The Rolex Milgauss was never the brand’s most popular watch, but it has a very special place in its history. Launched in 1954, it was the first Rolex watch to shield a movement from magnetic fields.
The first Rolex Milgauss models were the ref. 6543 and 6541. They could be easily mistaken for a Submariner at a glance, because of the rotating bezel, black dial, and Oyster bracelet.
Rolex replaced the first two models in the 1970s with the ref 1019; and the design details of the original Milgauss were changed. The ref 1019 never really found it’s footing, and in 1988, Rolex discontinued the Milgauss.
In 2007, Rolex surprised everyone at Baselworld with the return of the anti-magnetic Rolex Milgauss. Known for making small, evolutionary changes to their timepieces, Rolex created a splash with a playful, unexpected design.
For debut of the modern Milgauss ref 116400, Rolex offered three different versions: a white dial version, a black dial version, and an anniversary version with a blue dial. The first two models feature a choice between a white and a black dial. Rolex went back to the unique lightning bolt shape for the seconds hand and replaced what would have been a clinical polished stainless steel with a bright orange hand.
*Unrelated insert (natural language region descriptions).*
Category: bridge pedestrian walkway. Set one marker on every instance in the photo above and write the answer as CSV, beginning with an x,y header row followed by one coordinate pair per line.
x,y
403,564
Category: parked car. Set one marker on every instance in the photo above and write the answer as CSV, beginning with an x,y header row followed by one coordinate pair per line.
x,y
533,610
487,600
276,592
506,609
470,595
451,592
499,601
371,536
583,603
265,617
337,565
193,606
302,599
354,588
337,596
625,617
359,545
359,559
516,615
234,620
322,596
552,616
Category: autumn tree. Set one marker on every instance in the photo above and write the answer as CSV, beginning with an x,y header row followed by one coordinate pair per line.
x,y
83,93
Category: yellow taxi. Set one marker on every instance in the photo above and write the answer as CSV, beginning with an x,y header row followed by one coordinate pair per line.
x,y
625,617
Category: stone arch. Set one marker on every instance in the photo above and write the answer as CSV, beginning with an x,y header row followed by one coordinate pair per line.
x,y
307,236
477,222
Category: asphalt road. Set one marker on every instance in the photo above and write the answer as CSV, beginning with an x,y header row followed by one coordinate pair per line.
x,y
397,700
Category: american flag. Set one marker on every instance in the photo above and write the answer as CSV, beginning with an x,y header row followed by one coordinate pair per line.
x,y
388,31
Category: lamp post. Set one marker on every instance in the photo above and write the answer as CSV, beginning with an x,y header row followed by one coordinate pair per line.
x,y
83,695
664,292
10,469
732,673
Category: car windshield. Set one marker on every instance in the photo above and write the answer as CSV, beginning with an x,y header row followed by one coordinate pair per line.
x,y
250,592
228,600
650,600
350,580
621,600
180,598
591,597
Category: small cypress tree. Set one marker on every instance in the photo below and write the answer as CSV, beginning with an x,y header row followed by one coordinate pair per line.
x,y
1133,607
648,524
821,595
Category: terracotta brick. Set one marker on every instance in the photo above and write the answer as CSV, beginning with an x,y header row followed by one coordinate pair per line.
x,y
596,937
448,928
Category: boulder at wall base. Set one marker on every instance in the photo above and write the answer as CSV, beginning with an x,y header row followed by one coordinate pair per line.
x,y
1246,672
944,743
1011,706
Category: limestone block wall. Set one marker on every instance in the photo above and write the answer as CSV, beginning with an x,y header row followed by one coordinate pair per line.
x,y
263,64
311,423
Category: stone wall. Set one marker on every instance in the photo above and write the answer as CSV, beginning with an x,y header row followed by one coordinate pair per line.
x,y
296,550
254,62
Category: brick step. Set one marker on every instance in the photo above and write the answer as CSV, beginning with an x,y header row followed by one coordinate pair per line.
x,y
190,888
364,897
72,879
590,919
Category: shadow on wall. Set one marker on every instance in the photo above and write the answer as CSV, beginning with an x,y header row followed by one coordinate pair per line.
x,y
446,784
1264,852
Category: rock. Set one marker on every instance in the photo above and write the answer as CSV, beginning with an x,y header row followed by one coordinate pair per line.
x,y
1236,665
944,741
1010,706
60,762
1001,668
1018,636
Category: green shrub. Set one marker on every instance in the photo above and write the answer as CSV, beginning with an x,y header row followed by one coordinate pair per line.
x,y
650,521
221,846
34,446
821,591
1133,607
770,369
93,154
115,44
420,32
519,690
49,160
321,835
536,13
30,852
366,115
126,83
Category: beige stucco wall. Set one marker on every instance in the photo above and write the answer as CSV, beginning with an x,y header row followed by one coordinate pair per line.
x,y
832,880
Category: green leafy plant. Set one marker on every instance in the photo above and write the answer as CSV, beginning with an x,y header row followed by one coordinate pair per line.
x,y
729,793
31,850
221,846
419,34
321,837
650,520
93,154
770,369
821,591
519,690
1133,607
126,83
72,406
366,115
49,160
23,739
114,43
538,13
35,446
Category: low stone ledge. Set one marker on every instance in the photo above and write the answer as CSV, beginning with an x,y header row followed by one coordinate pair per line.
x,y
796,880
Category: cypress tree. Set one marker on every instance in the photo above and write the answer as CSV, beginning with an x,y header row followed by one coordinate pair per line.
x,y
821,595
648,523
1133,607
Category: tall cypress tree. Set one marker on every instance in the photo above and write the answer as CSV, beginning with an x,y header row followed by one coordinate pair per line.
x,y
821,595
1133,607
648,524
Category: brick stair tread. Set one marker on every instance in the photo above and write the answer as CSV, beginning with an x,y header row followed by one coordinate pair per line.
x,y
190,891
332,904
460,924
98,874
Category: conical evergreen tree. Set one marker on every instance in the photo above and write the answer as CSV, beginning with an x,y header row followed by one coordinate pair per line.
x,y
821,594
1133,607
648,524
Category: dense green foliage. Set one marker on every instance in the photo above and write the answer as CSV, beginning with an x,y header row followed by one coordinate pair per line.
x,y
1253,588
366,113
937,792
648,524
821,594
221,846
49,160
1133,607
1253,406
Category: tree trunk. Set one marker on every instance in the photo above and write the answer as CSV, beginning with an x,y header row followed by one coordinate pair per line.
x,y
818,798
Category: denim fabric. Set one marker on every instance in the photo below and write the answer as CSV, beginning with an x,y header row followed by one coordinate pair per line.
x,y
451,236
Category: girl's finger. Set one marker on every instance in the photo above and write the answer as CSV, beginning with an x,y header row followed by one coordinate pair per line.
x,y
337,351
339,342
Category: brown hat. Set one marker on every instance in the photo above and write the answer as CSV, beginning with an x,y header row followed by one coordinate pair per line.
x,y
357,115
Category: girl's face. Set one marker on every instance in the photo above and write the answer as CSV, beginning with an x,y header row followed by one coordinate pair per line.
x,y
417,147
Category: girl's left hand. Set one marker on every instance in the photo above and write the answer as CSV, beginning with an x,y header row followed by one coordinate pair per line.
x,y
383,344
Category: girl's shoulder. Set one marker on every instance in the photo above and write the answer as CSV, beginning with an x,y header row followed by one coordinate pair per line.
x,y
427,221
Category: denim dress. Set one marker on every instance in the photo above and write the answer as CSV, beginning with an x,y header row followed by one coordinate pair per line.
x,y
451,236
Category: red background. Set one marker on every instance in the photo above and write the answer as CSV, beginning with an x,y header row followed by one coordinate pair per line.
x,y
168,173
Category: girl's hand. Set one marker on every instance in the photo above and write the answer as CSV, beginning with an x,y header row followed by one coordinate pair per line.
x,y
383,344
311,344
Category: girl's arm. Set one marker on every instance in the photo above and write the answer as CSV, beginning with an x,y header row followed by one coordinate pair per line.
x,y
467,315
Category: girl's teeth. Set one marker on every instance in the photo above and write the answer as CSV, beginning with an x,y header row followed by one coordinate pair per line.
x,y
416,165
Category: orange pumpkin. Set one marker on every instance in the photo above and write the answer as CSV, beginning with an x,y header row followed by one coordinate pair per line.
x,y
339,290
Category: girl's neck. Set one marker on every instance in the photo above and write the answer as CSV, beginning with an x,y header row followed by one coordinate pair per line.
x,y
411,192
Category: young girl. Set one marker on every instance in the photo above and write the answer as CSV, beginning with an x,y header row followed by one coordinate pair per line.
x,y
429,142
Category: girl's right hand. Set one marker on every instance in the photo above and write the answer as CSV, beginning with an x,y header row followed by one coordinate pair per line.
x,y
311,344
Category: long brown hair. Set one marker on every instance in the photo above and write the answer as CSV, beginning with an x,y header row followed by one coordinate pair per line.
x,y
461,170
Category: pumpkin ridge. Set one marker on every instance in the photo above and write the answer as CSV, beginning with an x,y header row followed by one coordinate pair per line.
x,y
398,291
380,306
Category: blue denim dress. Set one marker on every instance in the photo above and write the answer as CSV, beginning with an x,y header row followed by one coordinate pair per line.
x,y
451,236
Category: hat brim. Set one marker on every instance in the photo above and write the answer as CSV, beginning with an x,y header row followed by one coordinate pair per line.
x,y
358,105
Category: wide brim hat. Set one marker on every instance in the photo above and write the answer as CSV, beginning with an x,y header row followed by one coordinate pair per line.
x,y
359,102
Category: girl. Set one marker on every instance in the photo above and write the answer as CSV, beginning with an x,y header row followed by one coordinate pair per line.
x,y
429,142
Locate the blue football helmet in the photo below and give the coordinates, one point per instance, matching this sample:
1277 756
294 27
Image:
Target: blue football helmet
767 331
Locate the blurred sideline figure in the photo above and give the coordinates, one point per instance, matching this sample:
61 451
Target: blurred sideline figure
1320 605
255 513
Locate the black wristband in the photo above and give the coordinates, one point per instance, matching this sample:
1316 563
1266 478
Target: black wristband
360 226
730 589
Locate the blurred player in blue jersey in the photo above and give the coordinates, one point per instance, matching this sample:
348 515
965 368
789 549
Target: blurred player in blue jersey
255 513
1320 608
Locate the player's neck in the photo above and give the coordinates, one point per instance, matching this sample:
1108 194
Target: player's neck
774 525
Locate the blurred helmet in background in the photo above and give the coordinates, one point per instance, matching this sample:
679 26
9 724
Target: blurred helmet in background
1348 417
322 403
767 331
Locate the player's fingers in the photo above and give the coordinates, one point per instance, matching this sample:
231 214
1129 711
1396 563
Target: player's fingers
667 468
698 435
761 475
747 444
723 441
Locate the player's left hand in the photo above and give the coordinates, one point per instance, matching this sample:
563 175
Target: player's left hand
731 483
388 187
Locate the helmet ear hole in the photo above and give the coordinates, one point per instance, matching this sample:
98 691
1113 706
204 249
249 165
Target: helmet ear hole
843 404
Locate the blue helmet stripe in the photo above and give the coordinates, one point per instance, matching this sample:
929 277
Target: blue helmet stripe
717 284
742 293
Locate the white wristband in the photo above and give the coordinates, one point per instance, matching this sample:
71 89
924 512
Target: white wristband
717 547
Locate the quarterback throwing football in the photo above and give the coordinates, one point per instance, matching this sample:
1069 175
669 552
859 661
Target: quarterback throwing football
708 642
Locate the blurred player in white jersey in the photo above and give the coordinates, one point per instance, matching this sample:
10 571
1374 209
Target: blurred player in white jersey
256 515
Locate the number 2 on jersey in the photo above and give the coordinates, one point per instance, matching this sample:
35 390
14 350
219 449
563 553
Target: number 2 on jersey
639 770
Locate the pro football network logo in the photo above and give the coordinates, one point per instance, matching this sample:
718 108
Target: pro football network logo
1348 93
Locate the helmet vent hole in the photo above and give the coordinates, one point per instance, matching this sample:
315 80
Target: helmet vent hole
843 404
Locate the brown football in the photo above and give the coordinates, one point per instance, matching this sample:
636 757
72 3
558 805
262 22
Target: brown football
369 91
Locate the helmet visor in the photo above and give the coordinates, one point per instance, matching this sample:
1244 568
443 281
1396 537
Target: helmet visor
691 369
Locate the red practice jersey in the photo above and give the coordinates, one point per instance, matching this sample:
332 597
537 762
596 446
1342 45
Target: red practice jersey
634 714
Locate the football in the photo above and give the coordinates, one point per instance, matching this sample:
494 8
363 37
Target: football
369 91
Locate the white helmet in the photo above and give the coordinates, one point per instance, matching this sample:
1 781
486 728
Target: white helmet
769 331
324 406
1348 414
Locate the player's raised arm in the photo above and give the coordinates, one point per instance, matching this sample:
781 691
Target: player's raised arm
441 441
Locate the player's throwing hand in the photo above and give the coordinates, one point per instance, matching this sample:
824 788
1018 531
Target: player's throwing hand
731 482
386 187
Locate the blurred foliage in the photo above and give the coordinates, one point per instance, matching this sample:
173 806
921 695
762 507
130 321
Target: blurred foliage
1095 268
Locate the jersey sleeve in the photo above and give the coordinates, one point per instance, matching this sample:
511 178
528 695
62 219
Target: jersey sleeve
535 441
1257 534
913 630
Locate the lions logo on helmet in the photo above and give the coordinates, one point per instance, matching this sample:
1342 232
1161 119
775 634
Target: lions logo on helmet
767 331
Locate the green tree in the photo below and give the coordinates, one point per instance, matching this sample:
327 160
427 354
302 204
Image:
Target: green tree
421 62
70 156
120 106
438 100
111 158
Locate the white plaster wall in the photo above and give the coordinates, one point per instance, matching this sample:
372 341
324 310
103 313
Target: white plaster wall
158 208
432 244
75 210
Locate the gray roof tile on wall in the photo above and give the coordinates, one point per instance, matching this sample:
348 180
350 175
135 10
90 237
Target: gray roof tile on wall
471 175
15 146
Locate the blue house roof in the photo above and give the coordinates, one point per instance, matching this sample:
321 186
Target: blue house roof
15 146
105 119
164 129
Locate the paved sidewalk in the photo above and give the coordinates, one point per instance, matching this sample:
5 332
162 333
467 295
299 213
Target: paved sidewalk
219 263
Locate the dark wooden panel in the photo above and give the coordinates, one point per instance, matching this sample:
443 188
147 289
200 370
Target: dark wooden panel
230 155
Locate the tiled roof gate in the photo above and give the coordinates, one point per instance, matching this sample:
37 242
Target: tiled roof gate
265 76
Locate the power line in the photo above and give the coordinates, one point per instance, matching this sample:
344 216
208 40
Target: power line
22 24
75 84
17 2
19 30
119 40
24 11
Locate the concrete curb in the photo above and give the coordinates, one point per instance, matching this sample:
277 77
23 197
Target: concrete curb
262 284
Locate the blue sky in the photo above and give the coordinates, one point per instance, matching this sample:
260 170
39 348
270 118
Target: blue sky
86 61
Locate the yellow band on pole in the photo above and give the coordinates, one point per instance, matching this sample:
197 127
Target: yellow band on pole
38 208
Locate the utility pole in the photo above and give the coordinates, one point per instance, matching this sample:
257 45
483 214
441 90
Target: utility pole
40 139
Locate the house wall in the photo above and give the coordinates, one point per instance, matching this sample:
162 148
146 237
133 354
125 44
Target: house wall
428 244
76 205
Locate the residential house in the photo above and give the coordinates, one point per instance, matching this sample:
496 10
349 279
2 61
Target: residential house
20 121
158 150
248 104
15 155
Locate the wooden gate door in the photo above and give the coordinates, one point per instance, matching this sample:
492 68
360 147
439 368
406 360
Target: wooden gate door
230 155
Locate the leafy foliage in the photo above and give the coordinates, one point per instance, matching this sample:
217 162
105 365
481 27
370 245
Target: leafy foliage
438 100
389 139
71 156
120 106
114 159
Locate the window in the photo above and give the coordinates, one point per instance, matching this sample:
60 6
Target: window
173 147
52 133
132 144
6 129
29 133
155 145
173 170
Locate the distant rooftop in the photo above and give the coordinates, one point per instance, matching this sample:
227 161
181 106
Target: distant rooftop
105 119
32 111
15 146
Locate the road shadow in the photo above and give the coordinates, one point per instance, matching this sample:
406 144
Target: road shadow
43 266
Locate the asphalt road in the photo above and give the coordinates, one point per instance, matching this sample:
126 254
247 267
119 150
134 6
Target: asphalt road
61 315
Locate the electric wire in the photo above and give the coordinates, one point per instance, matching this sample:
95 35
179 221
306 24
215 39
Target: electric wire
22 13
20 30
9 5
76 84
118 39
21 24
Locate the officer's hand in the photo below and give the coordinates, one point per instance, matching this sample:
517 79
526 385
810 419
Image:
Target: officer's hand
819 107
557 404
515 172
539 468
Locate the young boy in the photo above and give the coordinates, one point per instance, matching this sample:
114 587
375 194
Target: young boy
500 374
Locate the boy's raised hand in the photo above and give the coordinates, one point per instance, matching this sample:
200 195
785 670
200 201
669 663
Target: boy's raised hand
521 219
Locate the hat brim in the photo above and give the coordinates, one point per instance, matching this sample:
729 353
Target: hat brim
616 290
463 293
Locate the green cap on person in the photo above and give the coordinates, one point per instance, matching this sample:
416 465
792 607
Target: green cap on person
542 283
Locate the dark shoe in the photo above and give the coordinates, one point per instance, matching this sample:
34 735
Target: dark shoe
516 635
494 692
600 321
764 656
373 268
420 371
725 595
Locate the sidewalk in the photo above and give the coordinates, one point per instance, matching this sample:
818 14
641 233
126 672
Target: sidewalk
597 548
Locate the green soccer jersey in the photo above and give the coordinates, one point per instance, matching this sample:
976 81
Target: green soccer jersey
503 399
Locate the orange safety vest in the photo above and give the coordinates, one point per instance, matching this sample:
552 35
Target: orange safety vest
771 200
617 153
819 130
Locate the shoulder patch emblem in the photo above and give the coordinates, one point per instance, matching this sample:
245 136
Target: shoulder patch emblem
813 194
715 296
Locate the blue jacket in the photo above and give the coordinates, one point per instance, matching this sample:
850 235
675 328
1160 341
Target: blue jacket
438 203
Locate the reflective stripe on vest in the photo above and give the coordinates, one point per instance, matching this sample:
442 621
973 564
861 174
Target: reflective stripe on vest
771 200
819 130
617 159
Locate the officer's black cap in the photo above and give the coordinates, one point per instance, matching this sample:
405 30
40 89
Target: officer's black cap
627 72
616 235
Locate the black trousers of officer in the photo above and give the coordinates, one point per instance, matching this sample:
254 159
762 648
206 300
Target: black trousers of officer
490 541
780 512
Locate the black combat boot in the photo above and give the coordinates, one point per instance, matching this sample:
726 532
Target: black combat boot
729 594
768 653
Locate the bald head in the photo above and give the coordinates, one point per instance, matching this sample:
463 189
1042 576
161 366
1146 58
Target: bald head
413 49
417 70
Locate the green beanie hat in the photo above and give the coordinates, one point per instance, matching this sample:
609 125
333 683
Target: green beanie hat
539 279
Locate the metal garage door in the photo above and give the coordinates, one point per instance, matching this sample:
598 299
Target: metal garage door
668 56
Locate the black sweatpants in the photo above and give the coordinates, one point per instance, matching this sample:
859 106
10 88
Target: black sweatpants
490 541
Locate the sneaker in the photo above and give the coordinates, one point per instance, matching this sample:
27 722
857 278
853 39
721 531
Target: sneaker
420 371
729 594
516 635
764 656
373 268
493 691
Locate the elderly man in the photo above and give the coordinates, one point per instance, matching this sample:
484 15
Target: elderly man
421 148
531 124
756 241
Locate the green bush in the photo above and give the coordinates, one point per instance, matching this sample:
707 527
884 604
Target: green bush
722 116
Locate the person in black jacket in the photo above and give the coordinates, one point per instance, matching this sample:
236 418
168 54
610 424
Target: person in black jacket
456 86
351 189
The minutes track and hour markers received the same bright orange. The result was a look that’s clean but far from boring. In 2014, Rolex released an even more colorful version of the modern Milgauss – the Z-Blue dial, named such for its electric blue dial coated with Zirconium. Unlike classic blue watches made by Rolex, the metallic blue dial tends to veer towards green depending on how the light hits it.
Rolex eventually discontinued the non-GV Milguass models and currently produces the black and Z-blue 116400GV models.